By Mark Heinz, outdoors reporter
Blazing heat during the opening week of many of Wyoming’s archery seasons has made hunting more difficult, but shouldn’t ruin it, some hunters and a Wyoming Game and Fish Department official said.
“Heck, it’s going to be 95 degrees today, at least down here in town; it’s probably a little cooler up in the mountains,” archery hunter Josh Masek of Lander told Cowboy State Daily on Tuesday.
Temperatures across the state soared into the 80s and 90s, even as many archery seasons for elk and other big game opened on Sept. 1. Temperatures remained unseasonably high on Tuesday.
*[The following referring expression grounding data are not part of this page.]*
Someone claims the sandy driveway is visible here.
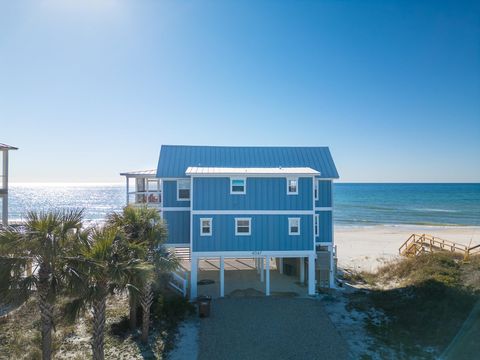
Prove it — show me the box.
[198,297,350,360]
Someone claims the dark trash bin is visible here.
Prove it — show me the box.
[197,295,212,318]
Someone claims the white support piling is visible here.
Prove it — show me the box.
[260,257,264,282]
[265,257,270,296]
[190,255,198,299]
[278,257,283,274]
[308,254,316,295]
[220,256,225,297]
[300,257,305,283]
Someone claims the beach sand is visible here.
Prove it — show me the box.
[335,225,480,272]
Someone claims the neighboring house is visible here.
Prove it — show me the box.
[0,143,18,226]
[121,145,339,298]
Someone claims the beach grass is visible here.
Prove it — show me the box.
[346,252,480,358]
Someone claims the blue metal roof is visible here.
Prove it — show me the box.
[156,145,339,179]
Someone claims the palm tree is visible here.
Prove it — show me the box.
[108,206,178,343]
[65,225,152,360]
[0,209,84,360]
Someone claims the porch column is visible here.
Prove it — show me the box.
[125,176,129,206]
[278,257,283,274]
[329,245,335,288]
[220,256,225,297]
[265,257,270,296]
[2,151,8,225]
[260,257,264,282]
[308,254,316,295]
[299,257,305,283]
[256,258,260,274]
[190,255,198,299]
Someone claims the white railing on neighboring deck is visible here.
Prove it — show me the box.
[169,271,188,297]
[127,191,162,206]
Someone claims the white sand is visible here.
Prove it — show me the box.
[335,225,480,272]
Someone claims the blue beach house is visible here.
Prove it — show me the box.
[121,145,339,298]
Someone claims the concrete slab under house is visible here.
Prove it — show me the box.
[121,145,339,299]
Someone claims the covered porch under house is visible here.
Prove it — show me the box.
[170,248,336,299]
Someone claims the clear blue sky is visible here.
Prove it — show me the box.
[1,0,479,183]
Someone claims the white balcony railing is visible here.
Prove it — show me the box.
[127,191,162,206]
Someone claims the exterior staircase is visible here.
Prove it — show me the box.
[399,233,480,259]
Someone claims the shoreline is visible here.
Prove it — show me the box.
[335,224,480,272]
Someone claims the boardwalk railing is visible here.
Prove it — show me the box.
[399,233,479,260]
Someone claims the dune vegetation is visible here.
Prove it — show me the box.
[0,207,192,360]
[344,252,480,359]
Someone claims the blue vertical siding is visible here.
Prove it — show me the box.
[192,214,313,252]
[193,177,313,210]
[163,180,191,208]
[316,211,332,243]
[316,180,332,208]
[163,211,190,245]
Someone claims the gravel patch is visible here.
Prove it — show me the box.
[199,297,350,360]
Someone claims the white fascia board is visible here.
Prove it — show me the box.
[187,173,317,178]
[191,250,316,258]
[315,207,333,211]
[192,210,314,215]
[162,207,190,211]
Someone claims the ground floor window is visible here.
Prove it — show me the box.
[200,218,212,236]
[235,218,251,235]
[288,217,300,235]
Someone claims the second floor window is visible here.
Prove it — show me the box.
[287,178,298,195]
[315,214,319,237]
[231,178,246,194]
[200,218,212,236]
[177,179,190,200]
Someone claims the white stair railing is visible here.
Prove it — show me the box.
[169,271,188,297]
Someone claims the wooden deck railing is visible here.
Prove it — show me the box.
[399,233,479,259]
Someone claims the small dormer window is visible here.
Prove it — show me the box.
[230,178,246,194]
[287,178,298,195]
[314,180,319,200]
[177,179,190,200]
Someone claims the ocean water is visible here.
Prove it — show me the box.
[7,183,480,227]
Masek said he frequently hunts in the Wind River Mountains this time of year but has opted to wait it out so far.
“First, I don’t want to run the risk of spoiling the meat. And also, I just don’t want to hunt in this heat, said Masek, who is the general manager of the Wind River Outdoor Company in Lander.
Cade Maestas said he has heard a few success stories, despite the scorching temperatures. He’s an avid hunter and the co-owner of the Maven Outdoor Equipment Company in Lander.
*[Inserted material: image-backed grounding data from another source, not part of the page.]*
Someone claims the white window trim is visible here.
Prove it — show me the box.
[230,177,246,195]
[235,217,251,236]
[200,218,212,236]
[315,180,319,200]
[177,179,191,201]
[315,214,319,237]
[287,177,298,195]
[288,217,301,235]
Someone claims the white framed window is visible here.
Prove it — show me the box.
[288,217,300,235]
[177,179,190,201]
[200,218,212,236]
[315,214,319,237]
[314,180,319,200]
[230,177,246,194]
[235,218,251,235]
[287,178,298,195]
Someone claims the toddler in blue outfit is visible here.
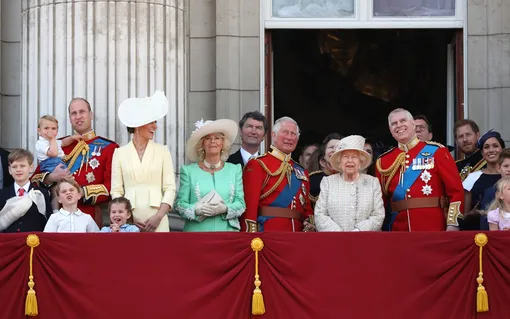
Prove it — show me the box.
[101,197,140,232]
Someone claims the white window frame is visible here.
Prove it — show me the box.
[264,0,464,29]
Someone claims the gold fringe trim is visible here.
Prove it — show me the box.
[251,238,265,315]
[25,234,40,316]
[474,233,489,312]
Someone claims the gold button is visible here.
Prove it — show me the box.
[405,165,409,169]
[405,160,409,164]
[407,195,411,198]
[406,154,410,158]
[406,189,410,192]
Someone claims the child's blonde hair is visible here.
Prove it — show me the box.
[38,115,59,128]
[487,177,510,215]
[55,178,82,195]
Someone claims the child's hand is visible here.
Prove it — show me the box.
[46,130,57,140]
[111,223,120,232]
[71,134,83,142]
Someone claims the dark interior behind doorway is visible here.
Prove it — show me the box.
[272,29,456,152]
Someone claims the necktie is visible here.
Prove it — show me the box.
[18,188,25,197]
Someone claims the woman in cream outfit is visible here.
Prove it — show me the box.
[111,91,176,232]
[315,135,384,231]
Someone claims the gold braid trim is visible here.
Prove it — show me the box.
[63,141,89,169]
[83,184,108,205]
[257,159,293,200]
[376,153,406,195]
[473,159,487,172]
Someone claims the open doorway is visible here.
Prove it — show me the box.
[270,29,460,154]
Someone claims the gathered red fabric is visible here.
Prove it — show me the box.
[0,232,509,319]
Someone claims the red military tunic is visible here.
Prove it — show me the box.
[375,137,464,231]
[241,146,313,232]
[32,131,118,219]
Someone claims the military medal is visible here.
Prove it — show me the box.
[420,170,432,183]
[422,185,432,196]
[96,147,102,156]
[301,183,307,196]
[89,158,100,170]
[299,194,305,207]
[86,172,96,183]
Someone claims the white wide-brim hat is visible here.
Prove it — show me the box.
[329,135,372,172]
[118,91,169,128]
[185,119,238,162]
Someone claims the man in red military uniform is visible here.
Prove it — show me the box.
[32,98,118,227]
[376,108,464,231]
[241,117,313,232]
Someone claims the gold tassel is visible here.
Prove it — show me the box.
[474,233,489,312]
[251,238,265,315]
[25,234,40,316]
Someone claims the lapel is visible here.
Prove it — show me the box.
[7,183,16,198]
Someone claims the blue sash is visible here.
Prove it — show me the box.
[67,138,112,174]
[257,163,302,231]
[383,144,438,231]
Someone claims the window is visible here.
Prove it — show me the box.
[272,0,355,18]
[373,0,455,17]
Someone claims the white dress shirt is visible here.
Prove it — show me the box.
[14,181,30,197]
[44,208,99,233]
[240,147,259,165]
[35,136,65,162]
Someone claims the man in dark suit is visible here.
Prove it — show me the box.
[0,149,52,232]
[0,147,14,189]
[227,111,268,168]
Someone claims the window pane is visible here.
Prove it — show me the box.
[373,0,455,16]
[273,0,354,18]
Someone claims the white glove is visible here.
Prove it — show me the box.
[195,203,206,216]
[202,202,228,217]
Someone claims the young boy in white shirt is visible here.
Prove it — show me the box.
[36,115,81,211]
[44,178,99,233]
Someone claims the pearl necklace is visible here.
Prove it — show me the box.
[204,160,221,169]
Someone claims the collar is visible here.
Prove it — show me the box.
[80,130,96,142]
[269,146,292,162]
[120,224,131,229]
[240,147,259,164]
[58,208,83,216]
[14,181,30,195]
[38,136,49,141]
[398,136,420,152]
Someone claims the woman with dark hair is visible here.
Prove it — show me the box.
[463,130,506,215]
[111,91,176,232]
[361,138,376,176]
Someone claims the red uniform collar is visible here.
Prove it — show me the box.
[398,136,420,152]
[269,146,292,162]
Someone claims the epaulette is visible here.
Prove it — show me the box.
[455,158,464,163]
[425,141,444,148]
[309,170,323,177]
[293,161,305,170]
[254,153,268,159]
[377,147,395,159]
[90,136,118,146]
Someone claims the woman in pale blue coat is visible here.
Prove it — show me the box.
[175,119,245,231]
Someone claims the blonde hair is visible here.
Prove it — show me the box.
[38,115,59,128]
[195,133,232,162]
[55,178,82,196]
[487,177,510,215]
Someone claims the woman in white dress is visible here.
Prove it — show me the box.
[315,135,384,231]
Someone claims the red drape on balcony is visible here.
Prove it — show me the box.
[0,232,508,319]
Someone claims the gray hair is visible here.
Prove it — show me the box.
[272,116,300,136]
[195,133,232,162]
[388,108,413,127]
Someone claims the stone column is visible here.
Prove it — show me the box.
[1,0,22,148]
[467,0,510,143]
[21,0,187,167]
[187,0,260,147]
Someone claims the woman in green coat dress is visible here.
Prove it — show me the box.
[175,119,245,231]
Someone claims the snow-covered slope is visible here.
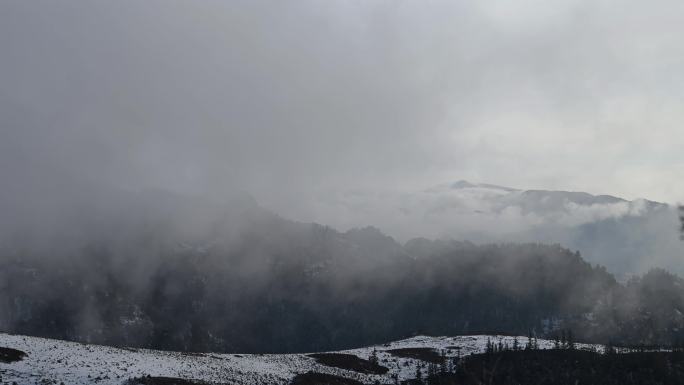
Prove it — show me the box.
[0,333,603,385]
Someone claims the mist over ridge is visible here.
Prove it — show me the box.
[0,183,683,354]
[274,180,680,277]
[4,1,684,374]
[1,0,682,280]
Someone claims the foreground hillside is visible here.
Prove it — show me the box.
[0,332,600,385]
[6,332,683,385]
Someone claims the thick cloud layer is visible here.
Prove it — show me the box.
[2,0,684,229]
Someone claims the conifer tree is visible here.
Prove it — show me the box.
[561,330,567,348]
[369,348,379,366]
[439,350,447,374]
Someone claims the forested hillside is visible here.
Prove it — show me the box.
[1,195,683,353]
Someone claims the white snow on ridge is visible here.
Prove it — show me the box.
[0,333,603,385]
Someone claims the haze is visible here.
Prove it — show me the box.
[2,0,684,232]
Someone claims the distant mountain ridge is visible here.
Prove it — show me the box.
[449,180,520,192]
[307,180,679,276]
[445,179,662,210]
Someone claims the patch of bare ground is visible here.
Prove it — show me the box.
[290,372,364,385]
[0,347,27,363]
[386,348,443,363]
[125,376,212,385]
[308,353,389,375]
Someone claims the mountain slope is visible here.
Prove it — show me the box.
[2,188,683,354]
[306,181,679,276]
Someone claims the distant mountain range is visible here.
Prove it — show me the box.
[305,180,681,276]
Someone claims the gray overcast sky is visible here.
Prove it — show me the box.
[2,0,684,215]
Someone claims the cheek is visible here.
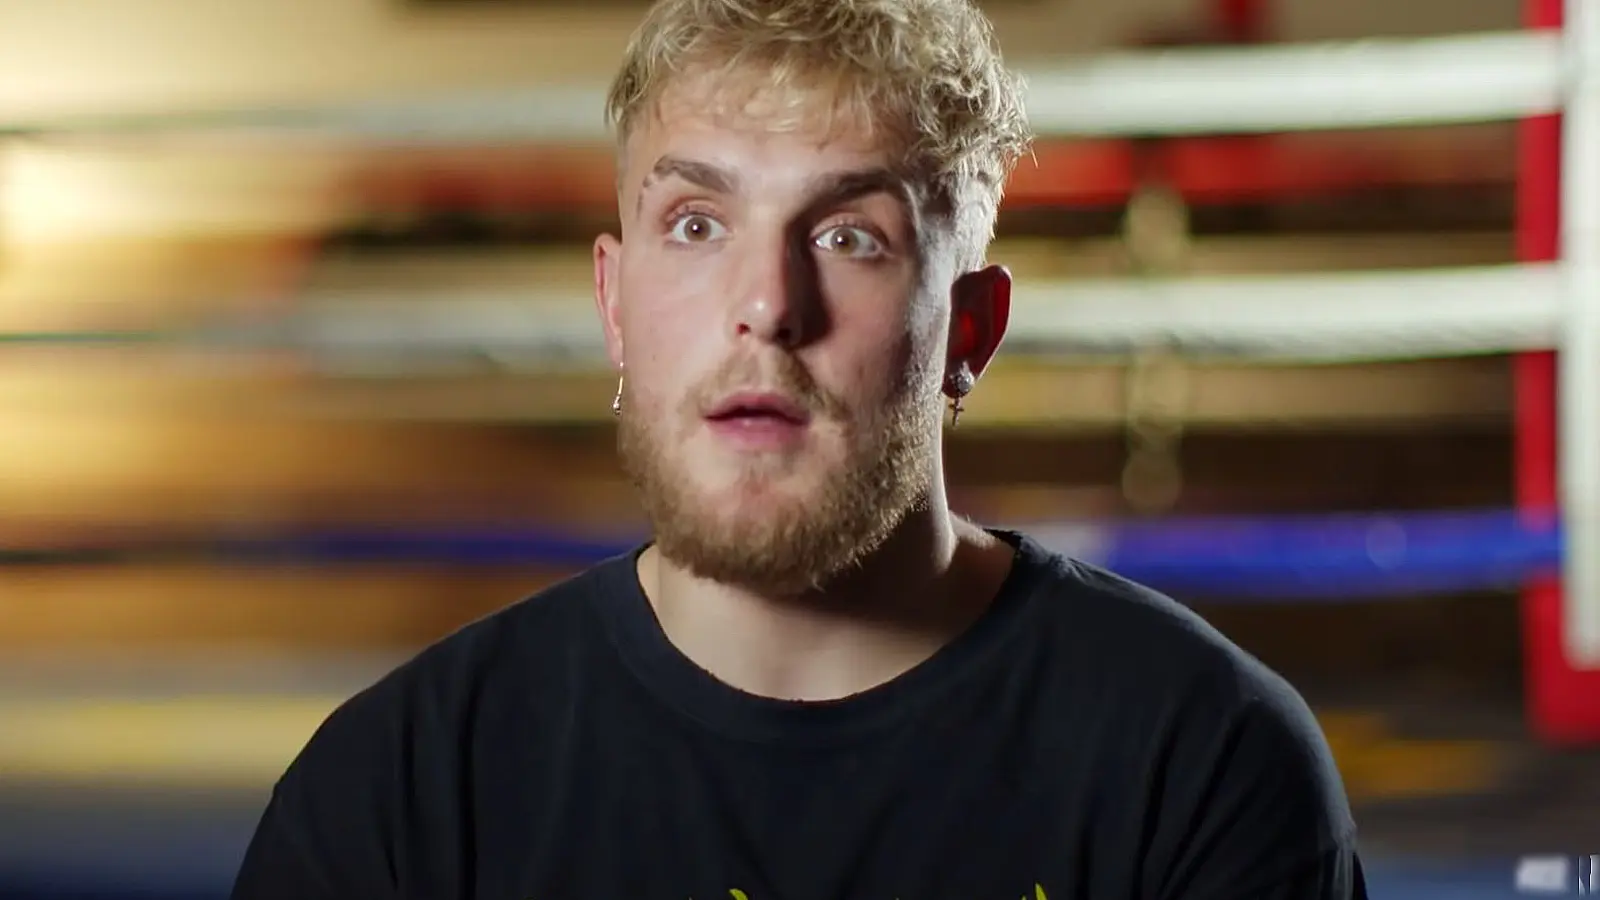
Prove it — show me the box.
[616,258,725,420]
[829,291,940,390]
[618,253,720,361]
[815,326,920,421]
“You need to modify your tactics to water holes and wallows, and getting the meat taken care of is even more imperative than in cooler temperatures,” he said in a text message to Cowboy State Daily. “But people are having success already this season, so it is possible.”
Staking out near wallows can be a wise hot-weather tactic for early season archery hunters, according to some tips posted online by the National Rifle Association’s American Hunter magazine. Wallows are areas where seeping from streams creates bogs and mud holes. Elk like to cool off by laying down in soggy spots or rolling in the mud.
Elk are likely to stay at higher elevations or hunker down in thick timber when it gets too hot, Masek said.
“Generally speaking, the animals just go into the deepest, darkest forests they can find,” he said.
Keep The Meat Cool
Planning ahead will pay off for hunters who make kills during the heat wave, Wyoming Game and Fish Department public information officer Sara DiRienzo said in an email to Cowboy State Daily.
“That means having coolers with ice, game bags and help ready from friends to pack out all edible portions of meat quickly,” she said. “Hunters must take the meat from the front quarters as far down as the knees, meat from the hindquarters as far down as the hocks, and the meat along the backbone between the neck and hindquarters including the loins and tenderloins, excluding meat on the ribs and neck.”
It’s best to skin the carcass, hang meat in shady spots and perhaps cool it with water from streams, DiRienzo said.
And keep evidence of the game animal’s sex readily available for game wardens to inspect, she said. That could include such things as external sex organs, or the head and antlers.